SOMETHING remarkable happened at the Ashes Test in Adelaide – and it wasn’t the result.
Before the game began last Wednesday, an 80-year-old bloke sang a song and it brought the house down.
It was a song about who Australians are, how we see ourselves and how we hold true to the things that matter to us.
And it kick-started our recovery from the awful, dreadful, incomprehensible horrors of the Bondi Beach massacre — our fightback from the despair, pain and unfathomable hurt inflicted by a couple of demented IS-inspired madmen.
We can be a weird mob, Down Under. But we are also resilient.
We despise oppression, we look askance at authority, particularly of the arrogant kind, and we like to do things our way.
The right way.
We honour our parents, love our families. We like to be seen as honest, open, welcoming and willing to offer a helping hand to mates.
We call it being true blue.
True Blue. That’s the name of the song penned by John Williamson, an ocker troubadour who is the personification of Australia — laconic, down-to-earth, open and honest.
I’ve known him for years and featured him in a book I wrote about Australia.
He told me he wrote True Blue because, “I’m Australian and bloody proud of it”.
Before the Ashes teams lined up at the Adelaide Oval for the start of the Third Test, someone from Cricket Australia had the bright idea of inviting John to sing True Blue.
There was a minute of silence among the 52,000 people at the Oval, broken by the strumming of Willo’s guitar and the opening, “Hey, True Blue . . .”
This song is peppered with ocker colloquialisms mixed and matched to provoke images of mateship, fairness, colour-blind humanity and love of country.
Everyone knew — and felt — the connection to Bondi and with it a kind of cathartic release that the horror was behind us and the rebuilding was about to begin.
Of all Willo’s work — more than 50 albums and millions of sales over half a century — True Blue is his most iconic.
True Blue, is it me and you
Is it Mum and Dad, is it a cockatoo
Is it standin’ by your mate when he’s in a fight
Or just Vegemite
True Blue, I’m a-asking you
When it ended, there wasn’t a dry eye in the house.
Everyone knew — and felt — the connection to Bondi and with it a kind of cathartic release that the horror was behind us and the rebuilding was about to begin.
Make no mistake, the blame game will go on, the political point-scoring will continue for months, perhaps years, as slow-moving but relentless investigations plough on.
Perfect platform
The Australian and New South Wales governments are changing laws, redefining hate speech (as in the UK) and putting tighter limits on hate preachers and marches.
But the people are ahead of all this.
We are determined that while the Bondi massacre hurt us, it will not define us.
It bloodied the sands of Bondi, but the tides of time and the determination of its people will return it to being a gathering place for princes and paupers, united in a love of the surf, sand and freedom.
John Williamson opened the batting on this process and the cricket was the perfect platform, because True Blue is part of the Aussies’ cherished dressing-room traditions.
Our former top batsman and national team coach, Justin Langer, revealed that after each victory the Aussie team formed a circle, linked arms and sang three lusty songs — Cold Chisel’s Khe Sanh, about recovery after war, Williamson’s True Blue and the 150-year-old slightly ribald chant Under The Southern Cross I Stand, drawn from a ditty by the 19th Century Bush poet Henry Lawson.
Together, they were saying: ‘We, not terrorists, will define who we are.’
Langer says those ten minutes of victorious post-match singing are “what I miss most about being in the Australian cricket team”.
Days after the events at Bondi, public attention swerved away from the horror and began to focus on the amazing work of police, lifesavers, ambo paramedics and ordinary folk who rushed into the face of danger.
Their stories enveloped the Anzac spirit — against all odds we will fight on, put our bodies on the line and refuse to let our country be taken away from us.
As Langer said: “Last week has tested every Australian.
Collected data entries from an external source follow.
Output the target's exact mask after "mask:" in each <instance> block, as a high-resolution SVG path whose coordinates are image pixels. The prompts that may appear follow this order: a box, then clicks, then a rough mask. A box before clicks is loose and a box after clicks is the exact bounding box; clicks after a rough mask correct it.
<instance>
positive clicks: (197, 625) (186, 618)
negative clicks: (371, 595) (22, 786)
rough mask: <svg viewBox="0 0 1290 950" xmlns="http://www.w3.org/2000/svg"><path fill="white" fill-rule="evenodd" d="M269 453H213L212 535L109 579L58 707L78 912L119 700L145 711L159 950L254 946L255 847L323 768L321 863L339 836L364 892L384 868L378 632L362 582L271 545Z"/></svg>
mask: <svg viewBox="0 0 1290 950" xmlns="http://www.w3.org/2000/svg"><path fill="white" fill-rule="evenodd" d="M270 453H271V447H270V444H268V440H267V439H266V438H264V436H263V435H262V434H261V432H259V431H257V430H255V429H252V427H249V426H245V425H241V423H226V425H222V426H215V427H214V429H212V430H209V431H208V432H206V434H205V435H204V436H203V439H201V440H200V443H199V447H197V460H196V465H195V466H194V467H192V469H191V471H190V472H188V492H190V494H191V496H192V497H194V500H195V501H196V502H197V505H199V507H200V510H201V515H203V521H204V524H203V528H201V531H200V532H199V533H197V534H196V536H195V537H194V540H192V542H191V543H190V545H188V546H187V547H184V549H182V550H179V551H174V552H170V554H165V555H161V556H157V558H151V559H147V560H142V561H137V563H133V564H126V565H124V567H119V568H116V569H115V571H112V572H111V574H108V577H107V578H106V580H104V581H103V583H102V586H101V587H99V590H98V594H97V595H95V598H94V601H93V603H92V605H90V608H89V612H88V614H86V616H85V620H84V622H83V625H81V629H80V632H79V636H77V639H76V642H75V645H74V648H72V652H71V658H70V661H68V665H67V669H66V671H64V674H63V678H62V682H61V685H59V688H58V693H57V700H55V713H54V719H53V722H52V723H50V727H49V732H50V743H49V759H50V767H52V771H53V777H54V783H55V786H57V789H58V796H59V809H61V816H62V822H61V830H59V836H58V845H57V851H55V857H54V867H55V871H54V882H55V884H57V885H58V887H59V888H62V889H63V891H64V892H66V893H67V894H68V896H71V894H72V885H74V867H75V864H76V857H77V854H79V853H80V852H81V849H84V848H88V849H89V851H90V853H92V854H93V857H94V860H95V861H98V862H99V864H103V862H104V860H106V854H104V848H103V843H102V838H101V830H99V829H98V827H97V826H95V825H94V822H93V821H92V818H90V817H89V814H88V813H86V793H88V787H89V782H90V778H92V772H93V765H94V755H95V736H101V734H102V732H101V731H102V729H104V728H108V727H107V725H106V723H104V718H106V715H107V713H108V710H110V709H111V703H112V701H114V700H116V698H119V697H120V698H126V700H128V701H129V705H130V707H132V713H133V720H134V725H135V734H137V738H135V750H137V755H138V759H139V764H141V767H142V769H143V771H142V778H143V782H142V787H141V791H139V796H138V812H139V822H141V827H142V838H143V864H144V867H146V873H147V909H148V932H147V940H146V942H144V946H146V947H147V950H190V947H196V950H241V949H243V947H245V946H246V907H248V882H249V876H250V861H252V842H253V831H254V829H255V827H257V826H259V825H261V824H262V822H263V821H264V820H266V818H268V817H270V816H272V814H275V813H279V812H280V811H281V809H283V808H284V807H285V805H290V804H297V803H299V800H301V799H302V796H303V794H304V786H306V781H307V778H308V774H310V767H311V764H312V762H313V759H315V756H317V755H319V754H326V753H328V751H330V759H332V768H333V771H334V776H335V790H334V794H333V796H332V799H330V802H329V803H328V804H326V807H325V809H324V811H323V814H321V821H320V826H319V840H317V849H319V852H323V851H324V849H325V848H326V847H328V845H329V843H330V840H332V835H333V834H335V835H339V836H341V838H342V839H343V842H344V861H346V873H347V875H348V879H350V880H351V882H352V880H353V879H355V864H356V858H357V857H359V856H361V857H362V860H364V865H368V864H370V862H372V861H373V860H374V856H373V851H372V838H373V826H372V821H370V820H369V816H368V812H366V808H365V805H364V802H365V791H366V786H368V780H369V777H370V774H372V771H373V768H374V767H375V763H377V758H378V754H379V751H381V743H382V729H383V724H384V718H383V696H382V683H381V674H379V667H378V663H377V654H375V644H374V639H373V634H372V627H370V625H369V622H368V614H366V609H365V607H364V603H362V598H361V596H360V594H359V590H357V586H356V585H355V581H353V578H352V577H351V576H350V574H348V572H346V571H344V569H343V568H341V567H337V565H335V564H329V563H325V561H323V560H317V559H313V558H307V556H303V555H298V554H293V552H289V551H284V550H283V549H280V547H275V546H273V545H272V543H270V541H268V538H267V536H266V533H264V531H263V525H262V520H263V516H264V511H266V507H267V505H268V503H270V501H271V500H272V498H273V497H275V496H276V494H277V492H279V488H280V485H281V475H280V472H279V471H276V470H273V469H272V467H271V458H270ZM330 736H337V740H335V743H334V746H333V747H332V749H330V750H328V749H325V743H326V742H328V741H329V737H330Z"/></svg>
We are allowed to be angry, sad and confused.
“Hopefully we can direct our anger, sadness and confusion at those two murderous individuals, not tear our wonderful country and people apart because of them.”
On Saturday, a week on, members of the Surf Life Saving organisation — yes, those blokes in yellow and red you see on TV in Bondi Rescue — did something quite remarkable.
They lined up, shoulder to shoulder, hundreds of them, in a symbol of defiance that stretched in an unbroken curve for more than a kilometre.
For three minutes, there was silence. Salty tears fell on the sand. The only noise was the sound of waves whooshing in, breaking in bubbles on the shore, then receding. And again. And again.
By doing this, the life savers were, on our behalf, reclaiming their land and taking back their unshakeable connection to a lifestyle envied around the world.
Together, they were saying: “We, not terrorists, will define who we are.”